Franck Pachot

Posted on Jun 17

HorizonDB cache hierarchy: RAM, NVMe SSD, and multi-AZ storage behind PostgreSQL

#postgres #azure #cloud #database

HorizonDB extends PostgreSQL with disaggregated storage, making it appear to developers like PostgreSQL while offering cloud-native high availability, elasticity, and performance. Performance metrics, especially I/O, can reveal differences due to additional components such as local caches and remote storage along the read/write paths.

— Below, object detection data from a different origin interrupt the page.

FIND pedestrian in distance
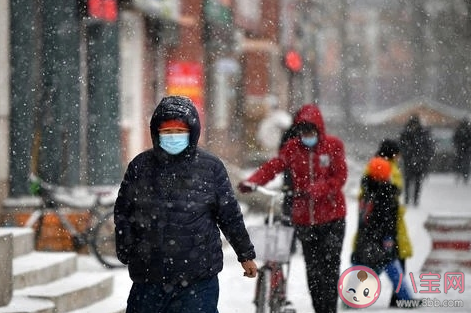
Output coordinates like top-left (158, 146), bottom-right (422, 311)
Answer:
top-left (351, 150), bottom-right (412, 306)
top-left (114, 96), bottom-right (257, 313)
top-left (238, 104), bottom-right (347, 313)
top-left (399, 115), bottom-right (434, 206)
top-left (453, 118), bottom-right (471, 184)
top-left (358, 138), bottom-right (413, 307)
top-left (256, 96), bottom-right (293, 158)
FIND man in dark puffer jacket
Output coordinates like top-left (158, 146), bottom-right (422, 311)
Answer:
top-left (114, 96), bottom-right (257, 313)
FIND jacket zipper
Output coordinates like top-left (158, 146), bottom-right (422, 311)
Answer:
top-left (308, 150), bottom-right (314, 225)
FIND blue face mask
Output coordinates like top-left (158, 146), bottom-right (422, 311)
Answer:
top-left (301, 136), bottom-right (318, 148)
top-left (159, 133), bottom-right (190, 155)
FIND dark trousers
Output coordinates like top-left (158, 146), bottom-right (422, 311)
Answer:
top-left (126, 276), bottom-right (219, 313)
top-left (296, 220), bottom-right (345, 313)
top-left (404, 172), bottom-right (425, 205)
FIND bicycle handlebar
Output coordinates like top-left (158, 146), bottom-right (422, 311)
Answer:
top-left (253, 185), bottom-right (283, 197)
top-left (29, 173), bottom-right (116, 209)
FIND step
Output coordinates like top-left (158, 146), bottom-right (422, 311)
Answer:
top-left (0, 227), bottom-right (34, 257)
top-left (68, 297), bottom-right (126, 313)
top-left (0, 297), bottom-right (56, 313)
top-left (13, 251), bottom-right (77, 289)
top-left (14, 272), bottom-right (113, 313)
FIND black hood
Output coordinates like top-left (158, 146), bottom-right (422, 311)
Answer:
top-left (150, 96), bottom-right (201, 155)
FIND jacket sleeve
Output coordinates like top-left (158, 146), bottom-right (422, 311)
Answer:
top-left (326, 137), bottom-right (348, 190)
top-left (114, 164), bottom-right (135, 264)
top-left (215, 158), bottom-right (255, 262)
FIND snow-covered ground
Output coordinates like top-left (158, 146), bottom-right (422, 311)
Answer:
top-left (80, 168), bottom-right (471, 313)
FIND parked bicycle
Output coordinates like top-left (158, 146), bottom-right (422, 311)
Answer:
top-left (24, 174), bottom-right (124, 268)
top-left (247, 185), bottom-right (296, 313)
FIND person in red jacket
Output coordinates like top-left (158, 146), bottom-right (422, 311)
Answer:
top-left (238, 104), bottom-right (347, 313)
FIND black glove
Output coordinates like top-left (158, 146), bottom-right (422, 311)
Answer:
top-left (237, 181), bottom-right (257, 193)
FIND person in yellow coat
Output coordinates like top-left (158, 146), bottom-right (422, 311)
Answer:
top-left (359, 139), bottom-right (413, 307)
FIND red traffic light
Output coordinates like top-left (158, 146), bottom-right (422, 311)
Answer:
top-left (285, 50), bottom-right (303, 72)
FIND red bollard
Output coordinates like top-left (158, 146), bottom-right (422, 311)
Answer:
top-left (422, 213), bottom-right (471, 273)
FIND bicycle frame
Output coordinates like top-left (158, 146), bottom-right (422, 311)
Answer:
top-left (249, 186), bottom-right (296, 313)
top-left (24, 175), bottom-right (124, 268)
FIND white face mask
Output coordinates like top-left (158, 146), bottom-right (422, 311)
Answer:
top-left (159, 133), bottom-right (190, 155)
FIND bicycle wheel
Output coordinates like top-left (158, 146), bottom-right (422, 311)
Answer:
top-left (255, 266), bottom-right (271, 313)
top-left (91, 211), bottom-right (125, 268)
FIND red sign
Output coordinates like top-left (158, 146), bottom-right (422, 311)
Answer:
top-left (166, 61), bottom-right (205, 142)
top-left (88, 0), bottom-right (118, 22)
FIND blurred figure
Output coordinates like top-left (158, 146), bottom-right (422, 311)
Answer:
top-left (256, 96), bottom-right (293, 158)
top-left (453, 118), bottom-right (471, 184)
top-left (239, 104), bottom-right (347, 313)
top-left (399, 115), bottom-right (434, 206)
top-left (352, 150), bottom-right (412, 306)
top-left (359, 138), bottom-right (412, 307)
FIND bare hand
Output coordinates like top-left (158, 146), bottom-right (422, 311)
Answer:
top-left (241, 260), bottom-right (257, 278)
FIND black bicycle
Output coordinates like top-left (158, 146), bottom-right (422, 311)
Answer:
top-left (247, 185), bottom-right (296, 313)
top-left (24, 174), bottom-right (124, 268)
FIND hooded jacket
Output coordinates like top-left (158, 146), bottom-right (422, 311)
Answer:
top-left (114, 96), bottom-right (255, 286)
top-left (248, 104), bottom-right (347, 226)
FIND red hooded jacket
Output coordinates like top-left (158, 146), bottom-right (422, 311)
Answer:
top-left (248, 104), bottom-right (347, 226)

Three aspects can expose these internal workings at the PostgreSQL layer:

Cache utilization, observable via EXPLAIN BUFFERS, comparing shared buffer hits with read calls to retrieve pages.
Average read times from EXPLAIN or metrics help infer the storage layer: less than a microsecond for memory, tens of microseconds for local NVMe SSD cache, and about a millisecond for remote persistent storage.
Wait events, as I/O operations handled outside PostgreSQL's main code path, in extensions, may show different patterns in pg_stat_activity compared to traditional PostgreSQL setups.

This approach is similar to tests I previously performed on OCI and AWS. I insert 100 MB of data (~12,800 rows) into a PostgreSQL table every two minutes and run full table scans with EXPLAIN ANALYZE:


\timing on
-- create the table
drop table if exists large;
create table large ( filler text ) with (fillfactor=10);
-- insert 100 MB
insert into large
 select string_agg( chr((32+random()*94)::int) ,'' )
 from generate_series(1,1000) c, generate_series(1,12800) r
 group by r
\; 
-- check the size
select 'size', pg_table_size('large') , pg_size_pretty( pg_table_size('large') ) , now()
\; 
-- query with full table scan
explain (costs off, analyze, buffers) select * from large
-- repeat every two minutes
\watch i=120 c=1000

I log the execution plans, including the elapsed time for the sequential scan and the number of buffers accessed (shared buffer hits and reads). Some metrics are gathered in Azure, and I also run the PostgreSQL for VS Code extension dashboard, which shows other metrics exposed by PostgreSQL.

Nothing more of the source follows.